7.2. Tale principio è stato confermato da Cass. ord. n. 7605/2017, secondo cui “In tema di giudizio di cassazione, anche dopo le novità introdotte nell’art. 380-bis c.p.c. dal D.L. n. 168 del 2016, conv., con modif., dalla L. n. 197 del 2016, il procedimento può essere definito con rito camerale ove ricorra un’ipotesi diversa da quella opinata nella proposta del relatore, atteso che la detta disposizione stabilisce che la Corte deve rimettere la causa alla pubblica udienza soltanto se ritiene che non ricorrano le ipotesi previste dall’art. 375 c.p.c., comma 1, nn. 1 e 5, “(conf.

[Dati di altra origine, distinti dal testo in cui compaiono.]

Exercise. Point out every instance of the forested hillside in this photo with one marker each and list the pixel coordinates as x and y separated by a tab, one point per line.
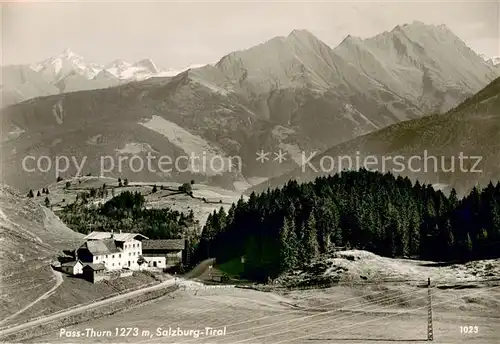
284	228
126	212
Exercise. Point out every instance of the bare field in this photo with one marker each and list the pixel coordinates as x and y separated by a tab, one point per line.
215	197
334	315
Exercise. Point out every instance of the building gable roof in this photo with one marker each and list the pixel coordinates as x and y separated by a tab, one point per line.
73	263
94	266
115	236
100	247
168	244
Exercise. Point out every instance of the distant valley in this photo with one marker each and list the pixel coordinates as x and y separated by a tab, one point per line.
292	94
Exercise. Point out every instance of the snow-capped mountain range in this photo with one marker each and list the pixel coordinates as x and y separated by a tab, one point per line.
67	63
70	72
291	93
495	60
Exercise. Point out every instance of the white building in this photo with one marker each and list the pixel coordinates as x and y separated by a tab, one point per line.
114	250
72	268
163	253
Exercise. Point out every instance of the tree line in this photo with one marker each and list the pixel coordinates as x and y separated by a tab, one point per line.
127	212
287	227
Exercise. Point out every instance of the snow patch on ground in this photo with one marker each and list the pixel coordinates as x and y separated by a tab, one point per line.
207	159
135	148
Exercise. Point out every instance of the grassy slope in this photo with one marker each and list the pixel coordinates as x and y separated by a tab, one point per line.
30	242
32	237
169	197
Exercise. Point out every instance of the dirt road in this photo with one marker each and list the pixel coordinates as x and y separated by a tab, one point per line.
59	280
87	307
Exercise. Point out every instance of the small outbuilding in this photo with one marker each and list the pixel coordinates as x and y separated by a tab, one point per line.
73	268
94	272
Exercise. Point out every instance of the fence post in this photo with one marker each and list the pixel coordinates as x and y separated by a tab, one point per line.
430	331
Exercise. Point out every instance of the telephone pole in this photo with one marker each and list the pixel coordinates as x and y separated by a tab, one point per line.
430	331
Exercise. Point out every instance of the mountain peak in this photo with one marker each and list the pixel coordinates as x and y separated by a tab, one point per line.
301	33
147	64
67	54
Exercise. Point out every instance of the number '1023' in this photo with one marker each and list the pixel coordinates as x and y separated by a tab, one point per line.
469	329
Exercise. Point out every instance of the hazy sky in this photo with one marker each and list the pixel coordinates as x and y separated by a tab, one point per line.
176	34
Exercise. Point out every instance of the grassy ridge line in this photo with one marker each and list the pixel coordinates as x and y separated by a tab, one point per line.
87	315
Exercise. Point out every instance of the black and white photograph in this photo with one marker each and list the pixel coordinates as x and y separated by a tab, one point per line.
257	172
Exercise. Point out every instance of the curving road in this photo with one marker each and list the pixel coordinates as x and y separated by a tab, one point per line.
77	310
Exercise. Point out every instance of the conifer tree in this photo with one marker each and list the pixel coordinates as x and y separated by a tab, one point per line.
310	239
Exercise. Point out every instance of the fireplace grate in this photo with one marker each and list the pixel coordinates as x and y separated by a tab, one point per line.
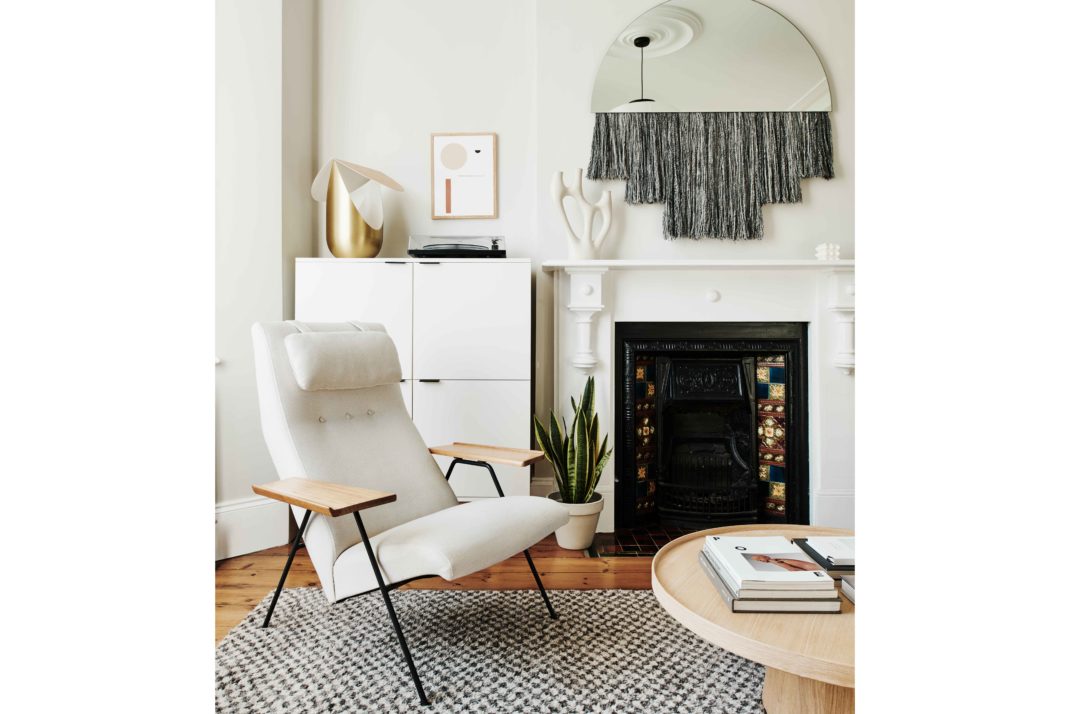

Cass. n. 27305/2021).

7.3. Tale orientamento non può non essere confermato, vista la univocità interpretativa conseguente al chiaro contenuto dell’art. 380.bis c.p.c., non suscettibile di differenti soluzioni ermeneutiche.

D’altronde questa Corte, proprio a ribadire il carattere non vincolante della proposta del relatore ha altresì affermato che, in tema di ricusazione nell’ambito del procedimento di cassazione ex art. 380-bis c.p.c., non ricorre l’obbligo di astensione di cui all’art. 51 c.p.c., n. 4, in capo al giudice relatore autore della proposta di cui al comma 1 della citata disposizione, in quanto detta proposta non riveste carattere decisorio, essendo destinata a fungere da prima interlocuzione fra il relatore e il presidente del collegio, senza che risulti in alcun modo menomata la possibilità per il collegio, all’esito del contraddittorio scritto con le parti e della discussione in camera di consiglio, di confermarla o modificarla (Cass. n. 7541/2019; Cass. n. 2720/2020; Cass. n. 27305/2021).

8. Infine, sotto lo specifico profilo della violazione del diritto di difesa e al giusto processo che i ricorrenti lamentano, giova ricordare come questa Corte, con la l’ordinanza n. 395/2017, abbia già statuito nel senso della manifesta infondatezza della questione di legittimità costituzionale dell’art. 380-bis c.p.c., nel testo attualmente vigente.

9. In definitiva, il carattere di impugnazione eccezionale della revocazione, prevista per i soli motivi tassativamente indicati nell’art. 395 c.p.c., comporta l’inammissibilità di ogni impugnazione non compresa in detta elencazione (Cass. sent. n. 9865/2014).

10. Le spese seguono la soccombenza e si liquidano come da dispositivo.

11. Poiché il ricorso è dichiarato inammissibile, sussistono le condizioni per dare atto – ai sensi della L. 24 dicembre 2012, n. 228, art. 1, comma 17 (Disposizioni per la formazione del bilancio annuale e pluriennale dello Stato – Legge di stabilità 2013), che ha aggiunto il testo unico di cui al D.P.R. 30 maggio 2002, n. 115, art. 13, comma 1-quater – della sussistenza dei presupposti processuali dell’obbligo di versamento, da parte dei ricorrenti, di un ulteriore importo a titolo di contributo unificato pari a quello dovuto per la stessa impugnazione.

PQM

Dichiara il ricorso inammissibile e condanna i ricorrenti, in solido tra loro, al rimborso in favore dei controricorrenti delle spese del presente giudizio che liquida in complessivi Euro 3.700,00, di cui Euro 200,00 per esborsi, oltre spese generali, pari al 15% sui compensi, ed accessori di legge;

Ai sensi del D.P.R. n. 115 del 2002, art. 13, comma 1 quater, inserito dalla L. n. 228 del 2012, art. 1, comma 17, dichiara la sussistenza dei presupposti processuali per il versamento di un ulteriore importo a titolo di contributo unificato per il ricorso principale a norma dello stesso art. 13, comma 1 bis, se dovuto.

Così deciso in Roma, nella camera di consiglio, il 17 febbraio 2022.